ICER gained attention last year by issuing an analysis questioning the cost-effectiveness of new treatments for Hepatitis C as of November 2014. In February 2015,though, the Institute published an addendum that found Gilead’s Solvaldi and Harvoni “represent a high value” in patient care at now-discounted prices, which were roughly half the initial cost. The “short-term affordability was the real issue with these drugs,” says Pearson.

This re-evaluation process is a positive sign for biopharma companies, in that it reflects a willingness of ICER to revise opinions as value considerations of new therapies change over time. ICER has involved all stakeholders, including pharma, in developing its value framework, says Kimberly Westrick, vice president of the National Pharmaceutical Council (NPC), noting that ICER has implemented “a long, transparent process that has looked at value very thoroughly.” But she and others are wary of how objectively the framework assesses the budget impact of a new therapy on health systems, which has not gone through such a rigorous vetting process. And many cost-effectiveness analyses focus on the initial impact of a new therapy and ignore the fact that most medications really start to have real benefits for patient outcomes and costs two to five years out.

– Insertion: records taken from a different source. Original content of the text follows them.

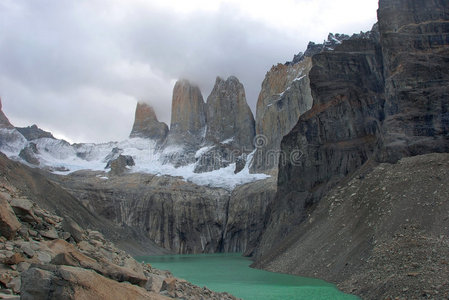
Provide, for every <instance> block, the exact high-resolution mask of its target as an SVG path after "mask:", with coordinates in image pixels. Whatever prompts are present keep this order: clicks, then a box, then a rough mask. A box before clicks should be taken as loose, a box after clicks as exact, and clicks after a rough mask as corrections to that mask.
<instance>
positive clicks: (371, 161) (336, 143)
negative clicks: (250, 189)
mask: <svg viewBox="0 0 449 300" xmlns="http://www.w3.org/2000/svg"><path fill="white" fill-rule="evenodd" d="M379 5H380V6H379V11H378V16H379V30H380V34H379V35H378V36H379V41H380V42H379V44H377V43H375V49H376V50H375V52H376V55H375V57H376V59H375V60H370V59H367V60H366V62H368V64H367V65H368V66H369V67H370V68H373V66H377V67H375V68H374V69H375V70H373V69H372V72H371V76H372V77H371V78H370V77H369V75H368V74H367V73H366V72H364V71H363V70H362V69H360V70H359V71H358V73H359V76H360V77H363V78H361V79H360V81H359V83H357V82H355V81H352V80H348V79H350V78H351V77H353V76H348V75H349V74H351V73H352V74H354V75H355V73H356V72H355V71H356V70H357V69H358V68H359V67H360V66H361V64H360V63H361V62H363V60H359V61H358V62H357V63H351V64H349V65H348V64H346V63H345V60H341V61H340V62H338V63H337V62H335V63H328V64H327V65H322V64H320V63H319V62H320V60H321V59H322V58H323V57H325V56H329V57H332V56H333V55H337V54H338V52H339V51H347V52H349V53H348V56H349V57H356V56H359V57H360V58H361V57H362V56H363V55H367V52H366V51H361V49H360V47H359V46H360V45H359V46H357V44H359V43H360V41H361V40H360V38H359V41H357V39H350V40H348V41H346V42H343V43H342V44H341V45H340V46H337V47H336V48H335V51H334V52H333V53H328V54H327V53H326V52H323V53H321V54H318V55H315V56H314V57H313V63H314V67H313V68H312V71H311V75H310V80H311V88H312V94H313V96H314V101H315V103H314V106H313V107H312V109H311V111H309V112H307V113H306V114H305V115H303V116H302V117H300V120H299V122H298V125H297V126H296V127H295V128H294V129H293V131H292V132H291V133H290V134H289V135H288V136H286V137H285V138H284V139H283V142H282V149H283V150H285V151H288V152H290V153H293V152H294V151H295V150H299V151H300V154H301V156H302V158H303V160H300V161H299V164H295V160H293V159H291V163H290V164H289V165H287V166H286V167H283V168H281V170H280V172H279V177H278V182H279V186H278V194H277V197H276V200H275V201H274V202H273V203H270V206H269V209H268V210H269V213H268V214H267V216H268V218H269V222H268V226H267V230H266V231H265V234H264V235H263V238H262V242H261V243H260V245H261V247H260V249H259V250H260V252H258V254H263V255H262V256H261V257H259V260H258V262H257V264H256V265H257V266H259V267H264V268H268V269H269V270H272V271H280V272H288V273H294V274H298V275H299V274H300V275H305V276H314V277H315V276H318V277H322V278H325V279H327V280H330V281H334V282H337V283H339V284H340V287H342V288H344V289H345V290H346V291H350V292H355V293H357V294H359V295H361V296H362V298H367V299H381V298H386V297H393V298H394V297H396V296H397V297H398V298H400V297H405V298H411V299H412V298H420V297H424V296H425V297H428V298H431V297H436V298H447V295H448V294H449V287H448V285H447V283H445V279H444V278H446V277H447V275H446V274H447V273H448V272H449V269H448V268H447V266H446V263H443V264H442V263H441V259H442V257H444V256H447V253H448V251H449V241H448V239H447V236H446V235H445V234H444V233H443V232H445V231H447V228H448V225H447V218H444V217H443V218H442V217H441V216H440V213H439V212H441V211H445V210H446V209H445V207H446V206H447V205H448V203H447V201H446V200H445V198H444V196H443V197H441V196H440V195H446V194H447V192H446V191H445V190H446V188H445V185H444V184H443V183H442V182H444V178H445V177H447V175H448V174H447V167H446V164H447V163H446V162H447V154H436V153H433V154H427V155H420V154H425V153H429V152H448V151H449V148H448V147H449V141H448V120H449V115H448V110H447V108H448V97H447V95H448V94H449V93H448V83H447V80H448V78H449V77H448V65H449V60H448V57H449V55H448V50H449V47H448V46H449V27H448V24H449V21H448V20H449V15H448V11H449V10H448V8H449V3H448V2H447V1H432V0H431V1H421V0H389V1H387V0H381V1H379ZM360 37H362V40H365V41H367V42H368V43H369V42H370V40H371V39H368V40H367V39H366V36H365V35H363V36H360ZM374 37H375V39H377V34H375V35H374ZM368 43H366V45H368ZM355 46H356V47H355ZM366 57H367V58H368V57H369V55H368V56H366ZM380 58H381V59H380ZM354 62H355V61H354ZM315 63H318V66H320V65H321V67H319V68H317V67H316V66H315ZM323 66H327V68H328V70H329V74H335V75H337V74H338V75H340V83H343V84H341V87H343V88H345V89H347V90H348V92H349V93H350V94H349V95H345V94H344V93H341V92H340V91H339V90H338V88H337V86H335V87H336V88H335V89H334V90H335V92H336V94H337V95H339V94H342V95H343V96H344V97H343V98H340V97H335V98H334V100H333V101H331V102H327V103H326V102H322V99H323V98H322V97H323V96H325V95H326V92H327V89H326V88H325V87H326V86H325V85H324V83H325V82H324V81H320V80H319V76H317V77H315V76H314V75H312V74H315V75H319V74H320V73H322V72H321V71H320V70H324V69H326V68H323ZM341 69H343V70H344V69H346V70H347V71H348V72H344V73H341V72H339V70H341ZM330 71H332V73H331V72H330ZM323 74H324V73H323ZM382 74H384V80H383V82H382V80H381V77H382V76H381V75H382ZM373 76H374V78H373ZM330 82H338V81H337V80H333V81H330ZM348 83H349V84H350V85H349V86H348V85H347V84H348ZM382 84H383V87H384V88H383V91H382V89H378V88H375V85H379V87H380V86H381V85H382ZM354 87H359V88H360V92H363V93H362V94H359V93H357V89H356V90H354ZM351 89H352V90H351ZM354 92H355V93H354ZM382 94H383V95H384V96H383V97H382ZM353 96H356V97H355V98H354V97H353ZM356 99H357V100H356ZM355 100H356V101H355ZM347 101H349V102H348V103H350V104H351V105H350V106H348V107H347V108H348V109H349V110H347V109H343V108H344V106H342V104H344V103H345V102H347ZM339 106H340V109H339V110H338V112H339V118H340V119H341V121H339V120H337V119H336V118H335V117H333V116H332V113H333V112H335V109H336V108H338V107H339ZM382 106H384V107H382ZM349 111H352V112H355V113H356V114H358V113H359V112H360V111H361V112H362V115H363V116H364V118H363V119H364V120H366V121H365V126H359V125H357V124H355V123H354V120H357V119H358V118H357V115H355V116H354V115H351V114H348V112H349ZM315 115H318V116H319V117H320V118H319V119H317V118H315V117H314V116H315ZM348 117H349V118H348ZM347 118H348V119H347ZM343 122H344V123H343ZM370 123H371V124H370ZM314 124H315V125H314ZM329 124H332V125H333V126H334V127H335V129H334V130H332V129H330V127H329ZM379 125H380V126H379ZM328 133H330V134H331V135H329V136H331V137H332V139H329V138H326V139H323V137H326V135H327V134H328ZM354 133H355V134H354ZM348 134H349V137H351V136H352V137H353V138H348V137H347V138H346V140H345V139H344V137H345V136H346V135H348ZM323 142H324V143H323ZM326 148H327V149H329V151H323V150H326ZM416 155H419V156H416ZM405 156H414V157H408V158H402V159H401V157H405ZM308 157H312V159H311V158H308ZM399 159H400V160H399ZM376 160H380V161H381V162H396V164H394V165H388V164H382V165H380V166H379V167H376V163H377V162H376ZM398 160H399V161H398ZM336 162H338V164H336ZM364 162H365V164H364V165H363V166H362V167H360V166H361V165H362V164H363V163H364ZM373 168H374V170H373ZM356 169H358V170H357V171H356V172H355V174H354V173H353V174H354V176H347V175H350V174H351V172H352V171H354V170H356ZM323 170H325V171H326V173H324V172H323ZM304 174H307V175H306V176H304ZM320 174H322V175H320ZM324 174H328V175H324ZM323 175H324V176H323ZM337 183H338V186H337V187H336V188H334V189H333V190H332V191H330V192H328V193H327V195H326V196H325V197H324V198H322V199H321V196H320V195H322V194H323V193H324V192H326V191H328V190H329V188H330V187H332V186H335V184H337ZM296 186H297V187H298V188H295V187H296ZM289 189H291V191H292V192H291V193H290V192H289ZM289 193H290V194H289ZM429 195H430V196H429ZM315 199H316V200H319V199H321V200H320V202H319V203H318V204H317V203H316V202H314V200H315ZM436 206H438V207H439V208H438V209H435V207H436ZM283 220H290V221H293V222H291V223H290V227H289V226H288V225H289V224H288V222H286V223H284V224H282V222H283ZM295 220H296V222H295ZM279 221H280V222H281V224H279V225H278V224H277V222H279ZM287 234H288V237H286V238H284V239H282V240H281V239H280V238H279V236H280V237H281V238H282V236H286V235H287ZM267 243H268V244H269V246H268V247H267V246H266V244H267ZM270 247H272V248H271V250H269V248H270ZM312 256H313V257H312ZM436 270H437V271H436ZM386 278H388V279H386Z"/></svg>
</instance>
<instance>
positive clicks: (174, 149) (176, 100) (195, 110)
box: [163, 79, 206, 167]
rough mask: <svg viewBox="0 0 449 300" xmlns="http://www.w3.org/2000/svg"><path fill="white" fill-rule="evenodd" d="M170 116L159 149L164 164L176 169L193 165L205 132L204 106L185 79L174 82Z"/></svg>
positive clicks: (202, 102) (195, 87) (191, 86)
mask: <svg viewBox="0 0 449 300" xmlns="http://www.w3.org/2000/svg"><path fill="white" fill-rule="evenodd" d="M171 112H172V114H171V122H170V132H169V133H168V137H167V141H166V143H165V144H164V146H163V149H164V153H165V162H169V163H172V164H174V165H175V166H176V167H178V166H183V165H187V164H191V163H194V162H195V157H194V154H195V152H196V151H197V150H198V149H199V147H200V144H201V143H202V142H203V139H204V134H205V130H206V112H205V104H204V100H203V96H202V95H201V91H200V89H199V87H198V86H196V85H194V84H192V83H190V82H189V81H188V80H185V79H184V80H179V81H177V82H176V84H175V86H174V88H173V100H172V110H171Z"/></svg>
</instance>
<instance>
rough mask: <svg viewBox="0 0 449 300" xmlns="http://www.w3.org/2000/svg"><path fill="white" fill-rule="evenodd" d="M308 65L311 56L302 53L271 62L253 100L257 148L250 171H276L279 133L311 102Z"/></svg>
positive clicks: (311, 64) (284, 130)
mask: <svg viewBox="0 0 449 300" xmlns="http://www.w3.org/2000/svg"><path fill="white" fill-rule="evenodd" d="M311 66H312V60H311V58H310V57H302V59H301V60H300V61H298V62H296V63H294V64H292V63H289V64H278V65H277V66H273V67H272V68H271V70H270V71H269V72H268V73H267V74H266V75H265V79H264V81H263V83H262V90H261V91H260V94H259V99H258V101H257V113H256V135H257V138H256V141H255V146H256V148H257V151H256V153H255V154H254V157H253V161H252V165H251V171H252V172H267V173H270V172H273V173H276V172H275V170H277V168H278V162H279V156H280V151H279V150H280V147H281V140H282V137H283V136H284V135H286V134H287V133H289V132H290V130H292V128H293V127H294V126H295V125H296V123H297V122H298V119H299V116H300V115H301V114H303V113H304V112H306V111H307V110H309V109H310V107H311V106H312V102H313V100H312V94H311V91H310V81H309V77H308V74H309V71H310V68H311ZM282 160H284V158H283V157H282ZM273 170H274V171H273Z"/></svg>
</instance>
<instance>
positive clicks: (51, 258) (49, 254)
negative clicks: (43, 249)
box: [36, 251, 52, 264]
mask: <svg viewBox="0 0 449 300" xmlns="http://www.w3.org/2000/svg"><path fill="white" fill-rule="evenodd" d="M36 258H37V259H38V260H39V261H40V262H41V263H43V264H46V263H49V262H51V260H52V257H51V255H50V254H49V253H47V252H44V251H38V252H36Z"/></svg>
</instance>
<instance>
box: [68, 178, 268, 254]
mask: <svg viewBox="0 0 449 300" xmlns="http://www.w3.org/2000/svg"><path fill="white" fill-rule="evenodd" d="M70 176H71V175H69V177H65V178H71V177H70ZM270 180H271V181H270V182H271V183H270V186H271V184H272V187H271V188H270V189H269V191H268V192H267V190H266V188H267V186H268V185H269V184H268V183H267V181H265V183H262V181H261V182H254V183H250V184H248V185H245V186H244V187H242V190H241V192H235V191H234V192H232V193H231V192H230V191H227V190H224V189H220V188H211V187H205V186H198V185H195V184H192V183H188V182H185V181H183V180H181V179H178V178H172V177H168V176H153V175H145V174H127V175H126V176H121V177H114V178H110V180H108V182H106V183H105V182H102V184H101V185H98V184H96V182H98V181H97V180H95V176H92V177H91V178H90V179H89V178H86V177H85V178H83V180H82V181H76V180H72V179H70V180H64V181H62V182H61V184H63V185H64V187H65V188H66V189H67V190H68V191H69V192H70V193H72V194H73V195H74V196H76V197H77V198H78V199H79V200H80V201H88V203H89V207H91V210H92V212H95V213H98V214H100V215H101V216H103V217H105V218H107V219H109V220H113V221H114V222H115V223H116V224H121V225H122V226H130V227H132V228H135V230H139V234H140V235H141V236H144V237H149V238H151V239H152V240H154V241H155V242H156V243H157V244H158V245H160V246H162V247H164V248H166V249H169V250H170V251H171V252H175V253H182V254H188V253H215V252H245V251H246V249H247V243H248V242H249V241H255V240H257V238H258V236H259V235H260V231H259V230H261V229H262V224H259V223H258V222H259V221H260V220H262V219H263V217H264V214H265V209H266V206H267V203H268V201H269V197H271V196H272V195H273V193H272V189H274V188H275V186H274V185H275V184H274V179H270ZM87 186H89V188H88V189H87V188H86V187H87ZM236 190H237V191H238V190H240V187H238V188H236ZM230 220H232V225H231V223H230Z"/></svg>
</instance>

Pearson points out that ICER informs the manufacturer when it plans to evaluate its product and seeks to engage the company early on to fully understand the evidence. Now more pharma companies are looking to learn more about ICER’s methods and how it will evaluate their products. He acknowledges high concerns among manufacturers about its program, but is optimistic that ICER will have a process where “we can learn from each other.”